November 21, 2023 | Michael Kenney, Senior Program Manager
A recent report on the state of energy efficiency jobs in America found that the industry continues to grow at a rapid pace. And the Southwest region is no exception.
The global pandemic resulted in a major downturn for the clean energy industry, but many states are seeing employment return to pre-pandemic levels. In fact, energy efficiency is the largest energy sector employer in Arizona, Colorado, and Utah. New Mexico and Nevada were noted as two of the top five states for year-over-year growth in energy efficiency jobs. Overall, energy efficiency jobs grew by almost 4% from 2021 to 2022.
Arizona leads the region overall in energy efficiency jobs with over 42,000 employed while Colorado leads the way for workers in energy efficiency professional services.
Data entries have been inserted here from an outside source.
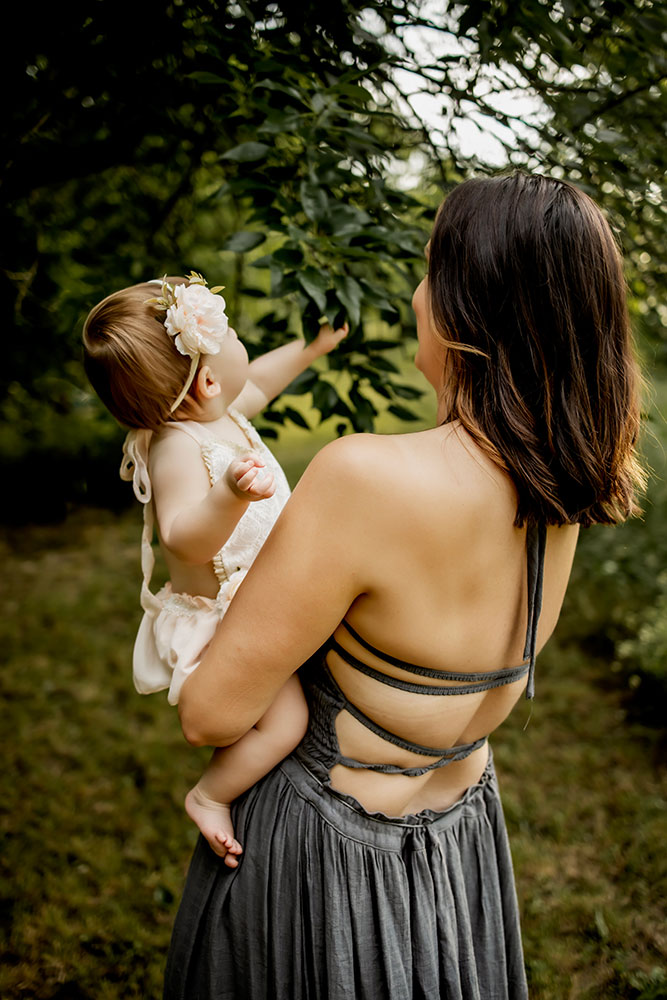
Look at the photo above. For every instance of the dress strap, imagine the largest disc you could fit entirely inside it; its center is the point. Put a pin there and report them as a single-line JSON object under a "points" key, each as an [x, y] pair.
{"points": [[134, 468], [446, 755], [536, 543], [467, 683]]}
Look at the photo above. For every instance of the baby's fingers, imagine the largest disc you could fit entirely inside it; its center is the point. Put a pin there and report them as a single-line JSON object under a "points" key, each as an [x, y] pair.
{"points": [[262, 486]]}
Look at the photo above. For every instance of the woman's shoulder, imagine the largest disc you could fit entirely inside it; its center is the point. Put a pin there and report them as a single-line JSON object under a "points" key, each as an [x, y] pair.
{"points": [[370, 464]]}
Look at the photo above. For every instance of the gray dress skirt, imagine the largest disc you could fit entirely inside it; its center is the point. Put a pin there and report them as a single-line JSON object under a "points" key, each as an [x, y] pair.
{"points": [[331, 902]]}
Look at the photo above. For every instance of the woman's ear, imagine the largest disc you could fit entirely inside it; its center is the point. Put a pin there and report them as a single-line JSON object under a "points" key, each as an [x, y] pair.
{"points": [[206, 385]]}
Colorado’s continued strength in the energy efficiency professional service arena reflects the work by its major electric and gas utility, Xcel Energy. Xcel found itself in the top 10 utilities nationwide as ranked by ACEEE (American Council for an Energy-Efficient Economy) for energy efficiency performance, programs, and customer engagement. Further supporting strong job growth in the state, the Colorado Public Utilities Commission pushed forward aggressive energy efficiency and beneficial electrification program goals for the utility.
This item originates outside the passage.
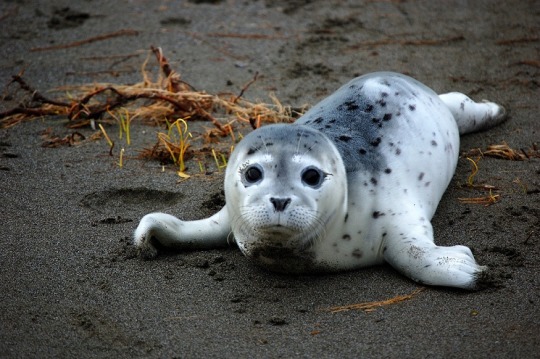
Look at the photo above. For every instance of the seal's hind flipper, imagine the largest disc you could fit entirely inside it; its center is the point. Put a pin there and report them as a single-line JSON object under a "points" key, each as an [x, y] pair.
{"points": [[471, 116]]}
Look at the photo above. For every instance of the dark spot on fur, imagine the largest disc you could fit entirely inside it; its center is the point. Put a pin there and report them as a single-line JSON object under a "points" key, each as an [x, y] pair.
{"points": [[252, 150], [351, 105], [375, 142]]}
New Mexico’s place as a state with high energy efficiency job growth reflects its recent work on energy efficiency programs and policies. Since 2021, the investor-owned utilities in the state have been acting under increased energy savings goals and budgets. In addition, New Mexico is launching a statewide energy efficiency grant program and has implemented a state tax credit for efficient equipment purchases, both of which have the potential to generate more jobs around the state. The growth is unlikely to slow as the New Mexico Public Regulation Commission considers how best to continue energy savings goals and budgets out to 2030.
While the news of job growth is great for the region, diversity remains an issue. The industry nationwide, and here in the Southwest, needs to do better at prioritizing the training and support that enables women and minority workers to access energy efficiency employment. However, the industry remains a strong source of veteran employment. Over 8% of the region’s energy efficiency jobs are held by veterans.
The Southwest Energy Efficiency Project (SWEEP) is encouraged by the continued investment in energy efficiency in the southwestern United States and expects the additional workforce funding and incentive dollars from the federal Inflation Reduction Act to bring even more job opportunities in the coming months, years, and decades.